I'm having a similar service experience in Boman Acres in the Tulsa area. My personal theory is that the business reached a point where the large portions of infrastructure came due for an upgrade. Instead of upgrading, it became more cost effective to adopt a managed dissatisfaction strategy and only repair the most critical outages as needed. With a certain amount of population movement and limited competition, Cox can adopt a "burn and churn" customer strategy without much pushback.
I routinely get 10-50% of the bandwidth I pay for, I'm fairly certain the node my neighbors and I are connected to is malfunctioning. Between 3 modems over 18 months and more increasingly frequent disconnects, something tells me it's not my equipment. I'm getting sick of not having an alternative provider. Working from home when I have an outage, I have to switch to my mobile phone network to continue working.

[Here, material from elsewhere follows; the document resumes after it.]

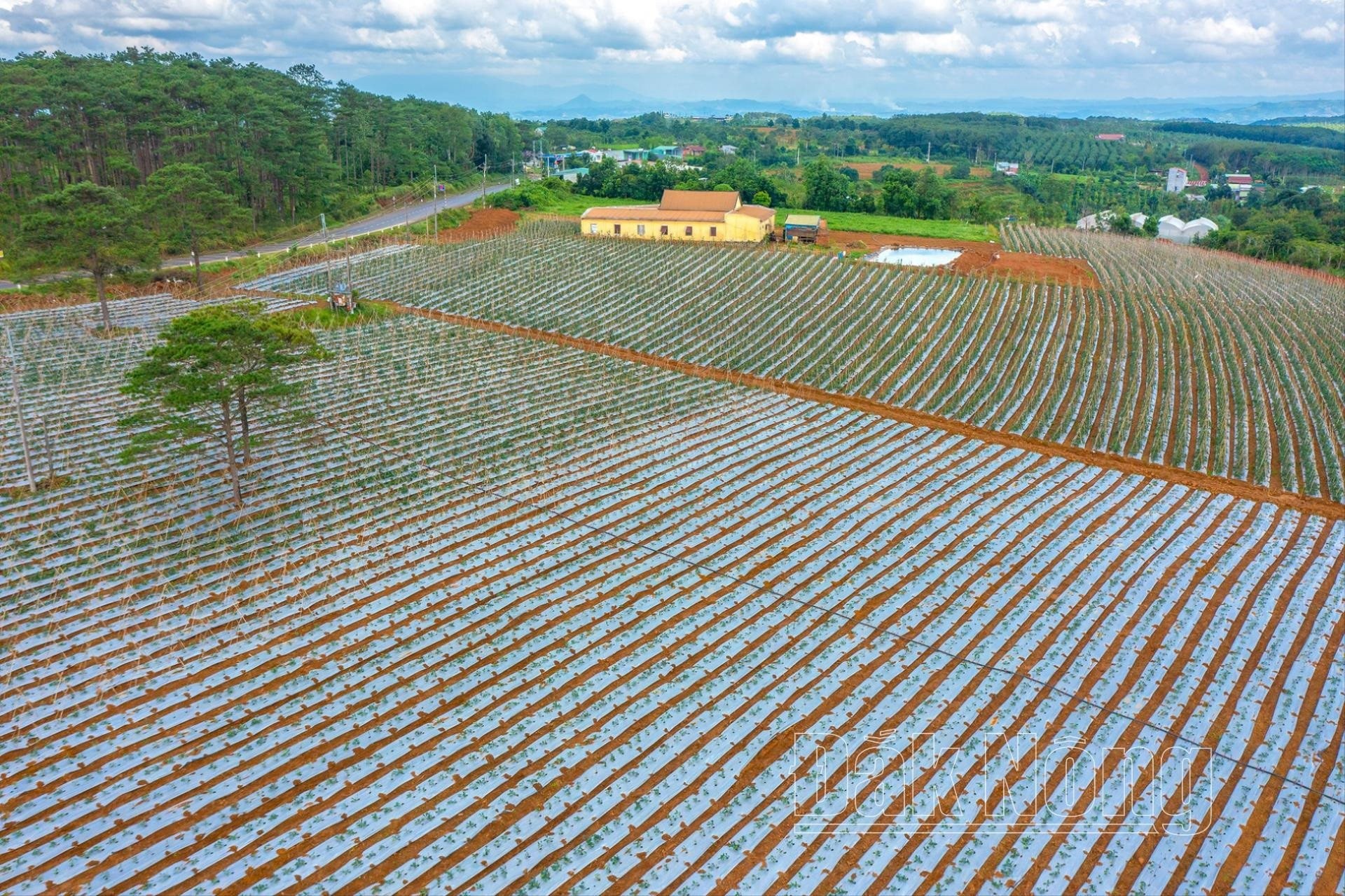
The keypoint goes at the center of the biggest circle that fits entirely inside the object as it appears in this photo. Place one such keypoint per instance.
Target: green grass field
(896, 226)
(573, 206)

Personally, I think Tulsa should look into starting a neighborhood-run municipal broadband initiative and build that out into a larger competing inter-city network. Feed the city of Tulsa consumer usage data and it's a win-win for the city. Doubt it will happen as long as Cox maintains adequate lobbying spending and community sponsorships.
Bottom line, Cox is in dire need of being checked. I never thought I'd hear myself say this but I really hope AT&T continues to expand it's Fiber service coverage area. I'd love to have another provider to go between, because in order to get reasonable service rates you have to ping pong between providers to get "new customer" rates. As if we had much of a choice becoming a Cox customer.
Also what gives with the crappy upload on Gigablast? Seriously, I might upgrade if it offered what it should be.